Cases from Sochi 2006


Using Scenar for Treatment of Acute Muscular / Skeletal Injuries.


©Vivienne Constad

 
The average time of recovery for these conditions is dependant on how quickly after the injury the patient receives treatment. For example;



The case of a 78year old woman
with osteo conditions.


Having been diagnosed by the emergency unit with a double fracture to the ankle she was sent home as the wait of 8 hours for specialist attention had caused so much swelling that they were unable to plaster the injury. She was attended to with scenar within the following 12 hours. Her sessions were given on a twice-daily basis.Within the first session 75% of the swelling subsided.

After 2nd session all bruising came out, 75% of it recovered. After 4th session mobility was greatly improved, say 80%. After 6th session 95% of the bruising was gone, mobility returned to normal and there was no pain now even without the influence of scenar. Plus her return to the emergency unit confirmed that there were now no fractures, cracks or damage to this ankle at all.


Also the influence of the electrical biofeedback (of scenar) enabled her body to heal a number of other complaints that she had suffered with for more than 30 years, including eczema between the fingers, tinnitus and a major improvement with her chronic asthma.

There was also a marked improvement in the arthritis in her shoulders and upper spine. She was now able to lie down to sleep. For many years her sleeping position had been sitting up with the aid of 4 pillows. She was now able to walk totally unaided unlike before where she used 2 sticks, and her feeling and vitality improved to that of her previous 20 years.




The case of a 57 yr old female
(diagnosed with the onset of osteoporosis)

      
The fracture of her ankle was 13 days before the first scenar session.
A bone density scan had shown a degree of degeneration to some bones, mostly hip.

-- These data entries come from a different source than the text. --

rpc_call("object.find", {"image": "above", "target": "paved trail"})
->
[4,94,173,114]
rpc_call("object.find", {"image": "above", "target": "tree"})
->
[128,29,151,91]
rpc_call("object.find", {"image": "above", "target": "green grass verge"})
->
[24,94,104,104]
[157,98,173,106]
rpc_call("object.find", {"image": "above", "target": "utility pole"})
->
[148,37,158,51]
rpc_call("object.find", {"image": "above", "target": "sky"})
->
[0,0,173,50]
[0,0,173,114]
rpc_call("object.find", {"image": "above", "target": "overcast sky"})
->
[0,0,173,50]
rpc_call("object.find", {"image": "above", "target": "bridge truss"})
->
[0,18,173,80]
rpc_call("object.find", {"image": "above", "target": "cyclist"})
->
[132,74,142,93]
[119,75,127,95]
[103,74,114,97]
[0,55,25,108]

The ankle and lower leg had been put in a plaster cast at the emergency unit. (Obviously this meant that we worked on the good leg in more areas than we were able to on the plastered leg.)

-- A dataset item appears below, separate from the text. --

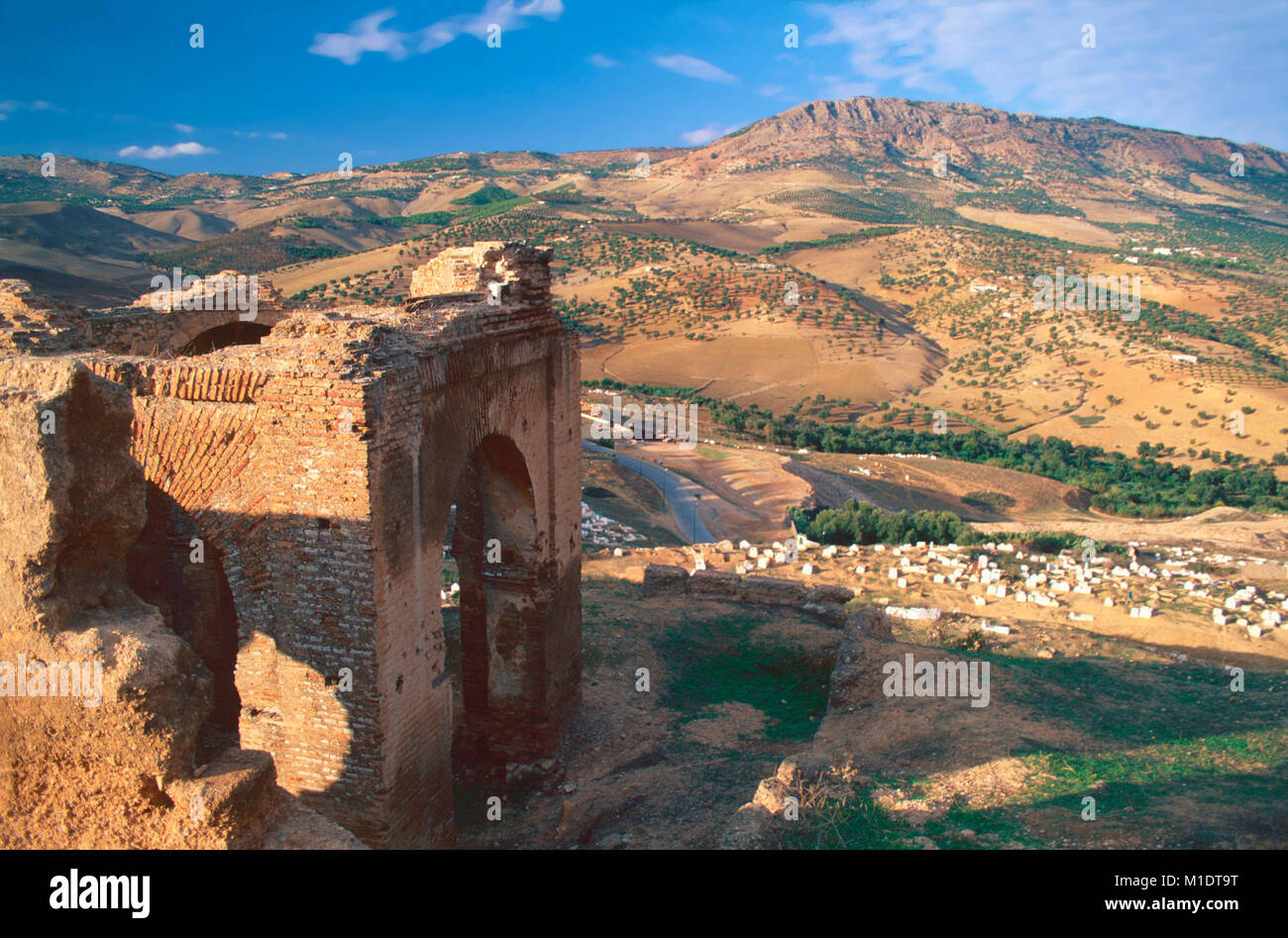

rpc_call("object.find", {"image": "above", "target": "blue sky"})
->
[0,0,1288,172]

Treatment was administered twice daily as in the previous case until session 10.
Then daily until session 13 followed by twice weekly until session 19.           

The plaster was removed on the 19thsession.
Then, scenar commenced twice weekly again until session 26.
The decision as to frequency of treatment was made partially by a suggestion from myself and then confirmed by the person, whose symptoms would return or lessen. Only this would determine frequency.

The final session was the 27th session, which was two months and 13 days from the initial injury.  The injury was sustained during a fall and knees and ribs and arms and shoulders were all included in the healing process, as they had all sustained some form of trauma.

This was not all apparent at the time of initial injury, but during the course of treatment, symptoms did evolve and as with this therapy, they were highlighted to the brains attention and as such then normalised by the process of scenar.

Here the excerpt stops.